The opinion of the court was delivered by: GOURLEY
This is a petition for review of an award of Public Law Board No. 542 filed pursuant to the Railway Labor Act, 45 U.S.C.A. § 153 First (q) and Second. The Court has considered the briefs and argument of counsel, the complete record of proceedings before said Board, and has conducted its own independent research. Based thereon, it must be concluded that the Court has jurisdiction to consider the petition and that the Board's order must be remanded because the decision exceeded the scope of the Board's jurisdiction under the Railway Labor Act.
The initial question to be resolved is that of the Court's jurisdiction. Undoubtedly jurisdiction exists pursuant to the Railway Labor Act, 45 U.S.C.A. § 153 First (p) and (q). While this jurisdiction is limited, review of an award of the Board is proper to the same extent that labor arbitration awards are reviewable. Thus if the award exceeds the authority granted to the Board under the Railway Labor Act, jurisdiction exists in this Court for review. Brotherhood of Railroad Trainmen v. Central of Georgia, 415 F.2d 403 (5th Cir., 1969). See also Gunther v. San Diego and Arizona Eastern Railway Company, 382 U.S. 257, 15 L. Ed. 2d 308, 86 S. Ct. 368 (1965). The fact that this was a special board of adjustment created by the parties pursuant to 45 U.S.C.A. § 153, Second, in no way detracts from this jurisdiction. Baltimore and Annapolis Railroad Co. v. National Mediation Board, 321 F. Supp. 51 (D. Md., 1970); Barrett v. Manufacturers Railway Company, 326 F. Supp. 639 (E.D. Missouri, 1971), aff'd 453 F.2d 1305 (8th Cir., 1972).

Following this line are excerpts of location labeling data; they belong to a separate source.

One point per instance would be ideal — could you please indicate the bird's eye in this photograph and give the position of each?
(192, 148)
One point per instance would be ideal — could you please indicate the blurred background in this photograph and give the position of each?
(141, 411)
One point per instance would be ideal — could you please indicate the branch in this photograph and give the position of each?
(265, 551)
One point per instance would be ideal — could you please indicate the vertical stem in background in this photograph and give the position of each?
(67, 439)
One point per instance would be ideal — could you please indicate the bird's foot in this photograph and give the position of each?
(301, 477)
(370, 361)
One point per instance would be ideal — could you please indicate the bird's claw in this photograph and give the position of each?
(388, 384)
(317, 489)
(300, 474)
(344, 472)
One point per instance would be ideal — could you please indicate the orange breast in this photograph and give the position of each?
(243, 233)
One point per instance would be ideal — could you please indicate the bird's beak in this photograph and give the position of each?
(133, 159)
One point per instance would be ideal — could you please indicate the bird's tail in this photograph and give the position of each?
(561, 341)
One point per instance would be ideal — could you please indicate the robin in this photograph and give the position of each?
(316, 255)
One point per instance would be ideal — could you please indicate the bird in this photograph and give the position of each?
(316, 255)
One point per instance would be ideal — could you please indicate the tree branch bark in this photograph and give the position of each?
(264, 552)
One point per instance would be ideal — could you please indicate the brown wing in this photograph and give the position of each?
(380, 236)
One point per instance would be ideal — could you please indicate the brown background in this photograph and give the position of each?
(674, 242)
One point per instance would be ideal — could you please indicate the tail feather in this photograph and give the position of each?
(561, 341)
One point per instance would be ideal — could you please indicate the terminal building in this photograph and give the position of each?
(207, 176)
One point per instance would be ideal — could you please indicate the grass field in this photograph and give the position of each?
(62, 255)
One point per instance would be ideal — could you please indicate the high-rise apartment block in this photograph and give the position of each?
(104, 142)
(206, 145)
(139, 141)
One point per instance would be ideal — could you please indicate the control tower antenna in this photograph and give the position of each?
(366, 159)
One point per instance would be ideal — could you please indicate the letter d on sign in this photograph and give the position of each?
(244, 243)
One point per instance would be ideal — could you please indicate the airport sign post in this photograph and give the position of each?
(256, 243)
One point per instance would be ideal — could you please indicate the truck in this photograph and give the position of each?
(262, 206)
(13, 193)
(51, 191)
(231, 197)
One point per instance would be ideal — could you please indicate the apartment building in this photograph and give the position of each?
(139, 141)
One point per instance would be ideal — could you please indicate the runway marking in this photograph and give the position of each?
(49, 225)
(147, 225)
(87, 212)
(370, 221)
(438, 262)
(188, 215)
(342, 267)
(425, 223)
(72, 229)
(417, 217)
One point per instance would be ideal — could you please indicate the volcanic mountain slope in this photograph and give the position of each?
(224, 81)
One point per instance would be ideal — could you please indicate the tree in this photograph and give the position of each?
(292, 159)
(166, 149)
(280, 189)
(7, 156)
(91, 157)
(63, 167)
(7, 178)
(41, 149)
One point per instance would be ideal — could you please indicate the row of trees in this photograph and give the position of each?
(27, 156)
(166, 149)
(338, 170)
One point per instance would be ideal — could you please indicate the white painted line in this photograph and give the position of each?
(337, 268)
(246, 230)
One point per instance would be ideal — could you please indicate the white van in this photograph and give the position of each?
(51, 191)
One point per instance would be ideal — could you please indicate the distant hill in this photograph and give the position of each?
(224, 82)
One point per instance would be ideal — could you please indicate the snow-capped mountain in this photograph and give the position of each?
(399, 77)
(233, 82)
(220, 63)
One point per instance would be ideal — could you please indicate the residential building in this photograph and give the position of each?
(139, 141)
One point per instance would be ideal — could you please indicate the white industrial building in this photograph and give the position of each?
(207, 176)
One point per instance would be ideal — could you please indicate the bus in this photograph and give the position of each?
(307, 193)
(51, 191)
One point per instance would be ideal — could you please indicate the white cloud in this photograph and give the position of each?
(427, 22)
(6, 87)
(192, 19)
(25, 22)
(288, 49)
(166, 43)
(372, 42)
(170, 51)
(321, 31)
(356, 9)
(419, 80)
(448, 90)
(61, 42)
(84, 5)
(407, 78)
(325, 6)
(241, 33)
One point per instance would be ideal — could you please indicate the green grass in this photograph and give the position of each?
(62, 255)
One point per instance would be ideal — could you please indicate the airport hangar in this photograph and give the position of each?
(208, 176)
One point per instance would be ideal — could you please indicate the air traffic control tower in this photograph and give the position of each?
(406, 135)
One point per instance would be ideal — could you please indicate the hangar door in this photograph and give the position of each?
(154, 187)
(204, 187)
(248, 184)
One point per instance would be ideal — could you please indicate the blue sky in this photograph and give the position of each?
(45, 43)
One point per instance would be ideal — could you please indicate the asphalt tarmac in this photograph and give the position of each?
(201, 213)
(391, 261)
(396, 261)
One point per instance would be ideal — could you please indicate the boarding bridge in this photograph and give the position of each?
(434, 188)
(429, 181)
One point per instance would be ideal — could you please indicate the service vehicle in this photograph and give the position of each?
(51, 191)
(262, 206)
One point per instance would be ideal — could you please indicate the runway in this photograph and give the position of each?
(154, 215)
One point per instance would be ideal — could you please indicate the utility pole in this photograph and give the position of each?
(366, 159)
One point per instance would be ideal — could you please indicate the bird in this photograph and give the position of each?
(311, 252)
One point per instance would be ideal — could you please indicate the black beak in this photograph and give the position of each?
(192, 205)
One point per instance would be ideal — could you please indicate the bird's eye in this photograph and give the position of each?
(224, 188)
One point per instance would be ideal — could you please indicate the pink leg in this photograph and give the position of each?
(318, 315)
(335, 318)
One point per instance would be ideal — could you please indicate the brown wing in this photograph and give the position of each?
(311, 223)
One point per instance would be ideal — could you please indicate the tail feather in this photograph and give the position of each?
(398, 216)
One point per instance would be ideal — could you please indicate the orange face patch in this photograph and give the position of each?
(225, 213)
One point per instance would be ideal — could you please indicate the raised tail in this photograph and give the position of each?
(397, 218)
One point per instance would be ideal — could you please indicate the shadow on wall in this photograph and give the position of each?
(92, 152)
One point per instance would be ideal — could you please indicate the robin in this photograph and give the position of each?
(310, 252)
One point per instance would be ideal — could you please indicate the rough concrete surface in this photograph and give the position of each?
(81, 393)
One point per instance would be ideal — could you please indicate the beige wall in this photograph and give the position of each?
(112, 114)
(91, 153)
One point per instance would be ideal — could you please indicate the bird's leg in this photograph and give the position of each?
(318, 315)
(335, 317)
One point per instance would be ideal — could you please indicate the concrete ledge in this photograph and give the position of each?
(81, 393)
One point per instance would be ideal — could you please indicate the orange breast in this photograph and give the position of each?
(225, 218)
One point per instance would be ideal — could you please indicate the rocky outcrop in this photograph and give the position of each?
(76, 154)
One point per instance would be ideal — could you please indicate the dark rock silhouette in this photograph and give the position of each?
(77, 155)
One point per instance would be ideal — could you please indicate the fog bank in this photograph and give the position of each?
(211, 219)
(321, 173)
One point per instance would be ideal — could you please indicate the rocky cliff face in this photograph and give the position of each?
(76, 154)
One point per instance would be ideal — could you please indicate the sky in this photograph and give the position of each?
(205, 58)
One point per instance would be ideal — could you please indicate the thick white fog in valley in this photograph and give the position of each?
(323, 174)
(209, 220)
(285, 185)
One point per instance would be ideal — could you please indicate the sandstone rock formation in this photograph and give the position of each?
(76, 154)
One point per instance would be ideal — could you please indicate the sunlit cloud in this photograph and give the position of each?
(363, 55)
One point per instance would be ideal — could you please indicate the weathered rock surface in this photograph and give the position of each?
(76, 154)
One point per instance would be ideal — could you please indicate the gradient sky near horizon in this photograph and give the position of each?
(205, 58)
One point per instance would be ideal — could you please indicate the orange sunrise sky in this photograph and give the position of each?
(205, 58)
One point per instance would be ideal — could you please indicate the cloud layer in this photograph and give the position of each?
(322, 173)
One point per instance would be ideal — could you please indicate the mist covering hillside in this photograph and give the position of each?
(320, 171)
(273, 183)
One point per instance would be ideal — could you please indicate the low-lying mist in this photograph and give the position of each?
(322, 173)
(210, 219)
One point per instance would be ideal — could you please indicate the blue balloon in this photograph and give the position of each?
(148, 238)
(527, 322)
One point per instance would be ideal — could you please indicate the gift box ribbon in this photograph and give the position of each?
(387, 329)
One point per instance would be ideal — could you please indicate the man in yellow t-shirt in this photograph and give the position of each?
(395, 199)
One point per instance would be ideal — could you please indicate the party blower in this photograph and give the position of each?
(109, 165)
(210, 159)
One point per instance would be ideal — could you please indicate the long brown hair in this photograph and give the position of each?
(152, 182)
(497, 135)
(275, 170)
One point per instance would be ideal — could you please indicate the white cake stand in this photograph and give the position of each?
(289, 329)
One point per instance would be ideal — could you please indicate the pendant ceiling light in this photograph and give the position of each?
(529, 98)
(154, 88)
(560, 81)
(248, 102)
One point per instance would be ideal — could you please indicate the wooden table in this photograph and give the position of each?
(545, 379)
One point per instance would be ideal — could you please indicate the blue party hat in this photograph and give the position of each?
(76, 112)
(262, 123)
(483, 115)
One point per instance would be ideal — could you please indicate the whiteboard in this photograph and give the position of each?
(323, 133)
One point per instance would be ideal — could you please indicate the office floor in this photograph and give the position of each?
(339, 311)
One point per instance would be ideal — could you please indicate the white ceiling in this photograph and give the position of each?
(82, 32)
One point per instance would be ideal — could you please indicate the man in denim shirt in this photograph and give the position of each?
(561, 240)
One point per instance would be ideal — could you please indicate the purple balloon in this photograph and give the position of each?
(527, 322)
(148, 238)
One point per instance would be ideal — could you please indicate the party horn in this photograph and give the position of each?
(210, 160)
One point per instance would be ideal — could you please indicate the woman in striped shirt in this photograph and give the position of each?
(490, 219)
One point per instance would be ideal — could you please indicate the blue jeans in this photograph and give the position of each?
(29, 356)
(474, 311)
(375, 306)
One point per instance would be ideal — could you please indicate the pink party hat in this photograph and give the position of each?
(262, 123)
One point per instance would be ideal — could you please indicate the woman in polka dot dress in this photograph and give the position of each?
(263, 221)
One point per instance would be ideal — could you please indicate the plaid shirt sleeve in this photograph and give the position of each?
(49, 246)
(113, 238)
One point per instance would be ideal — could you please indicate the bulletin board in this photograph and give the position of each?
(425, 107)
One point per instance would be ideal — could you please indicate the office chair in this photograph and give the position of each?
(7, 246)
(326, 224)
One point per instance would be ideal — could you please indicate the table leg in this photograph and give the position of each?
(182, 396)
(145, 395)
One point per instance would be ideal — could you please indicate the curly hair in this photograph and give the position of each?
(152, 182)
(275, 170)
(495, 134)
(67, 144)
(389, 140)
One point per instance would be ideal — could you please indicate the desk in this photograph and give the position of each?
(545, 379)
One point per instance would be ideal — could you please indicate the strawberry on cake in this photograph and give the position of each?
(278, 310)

Because the requisite jurisdiction exists, the remaining issue which must be determined is whether Public Law Board No. 542, in upholding petitioner's discharge by respondent for being an unsafe employee as evidenced by twenty-two personal injuries, acted in a rational manner such that its award is enforceable. A review of the record before Public Law Board No. 542 clearly indicates that, other than the accident occurring on August 20, 1968, the Board did not have before it specific information relating to any of the mishaps in which petitioner was involved. All the Board had before it was a recitation of the incidents as contained in the employee's work record. This bare catalogue does not provide the Board nor this Court with any circumstances surrounding the accidents. The Board, therefore, had no evidence or basis from which it could conclude that petitioner was negligent or personally responsible for the accidents. Thus, when it stated,
"When the Board examines the Claimant's service record it finds that he has been involved between 1952 and 1967 in a substantial number of accidents arising from train operations with the exception of the incident on August 16, 1964, when a foreign object flew into his eye while riding cars in McKees Rocks Yard. Many of these injuries necessitated prolonged absences from work, such as the injury on June 22, 1955, November 10, 1955, March 20, 1962, December 17, 1964, and June 13, 1967. Other injuries have subjected the Carrier to expensive litigation. The Carrier after fifteen years of this sort of experience can properly determine that an employee, who has been involved in twenty-two incidents resulting in personal injuries, is an accident-prone employee whom it cannot afford to retain in its employ. Without passing judgment on each and every item on the Claimant's service record, the weight of the record indicates that the Carrier's action was not arbitrary or unreasonable."
the Board had no rational basis for reaching its conclusion. The fact that several accidents have taken place does not create an inference that the person involved was ipso facto at fault. Moreover, the fact that these numerous accidents have subjected the carrier to expensive litigation is not a proper, rational, or reasonable basis for concluding that petitioner was an unsafe employee. The conclusion which the Board reached is, therefore, lacking any foundation in reason or fact and is an act tantamount to exceeding its authority and jurisdiction. Brotherhood of Railroad Trainmen v. Central of Georgia, supra. As such, the award is not entitled to enforcement, but should be remanded so that the Board might receive evidence related to the accidents in which petitioner was involved, refuting or establishing whether or not he is an unsafe employee.
Findings of fact and conclusions of law have not been separately stated but are included in the body of the foregoing opinion as specifically authorized by Rule 52(a) of the Federal Rules of Civil Procedure.
An appropriate Order is entered.
And now, this 20th day of February, 1973, the award of Public Law Board No. 542 in regard to United Transportation Union and Stanley G. Wisniewski is hereby remanded to said Board for the conduct of such proceedings as required to permit introduction of all relevant evidence bearing on petitioner Wisniewski's discharge from employment by respondent Pittsburgh, Chartiers and Youghiogheny Railway Company. Based thereon, an appropriate award should thereafter be entered not inconsistent with the foregoing Opinion.